Step1: Use sum - rule of differentiation

If \(h(x)=f(x)+g(x)\), then \(h^{\prime}(x)=f^{\prime}(x)+g^{\prime}(x)\). Here \(f(x)=e^{x^{6}}\) and \(g(x)=\ln(x)\).

Step2: Differentiate \(g(x)=\ln(x)\)

The derivative of \(\ln(x)\) with respect to \(x\) is \(\frac{1}{x}\), so \(g^{\prime}(x)=\frac{1}{x}\).

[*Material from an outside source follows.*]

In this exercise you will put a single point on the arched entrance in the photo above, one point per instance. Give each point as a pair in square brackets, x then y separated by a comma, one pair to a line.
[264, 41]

Step3: Differentiate \(f(x)=e^{x^{6}}\) using chain - rule

Let \(u = x^{6}\), then \(f(x)=e^{u}\). The derivative of \(e^{u}\) with respect to \(u\) is \(e^{u}\), and the derivative of \(u = x^{6}\) with respect to \(x\) is \(6x^{5}\). By the chain - rule \(\frac{df}{dx}=\frac{df}{du}\cdot\frac{du}{dx}\), so \(f^{\prime}(x)=e^{x^{6}}\cdot6x^{5}\).

Step4: Combine the derivatives

\(h^{\prime}(x)=f^{\prime}(x)+g^{\prime}(x)=6x^{5}e^{x^{6}}+\frac{1}{x}\)

Answer:

\(6x^{5}e^{x^{6}}+\frac{1}{x}\)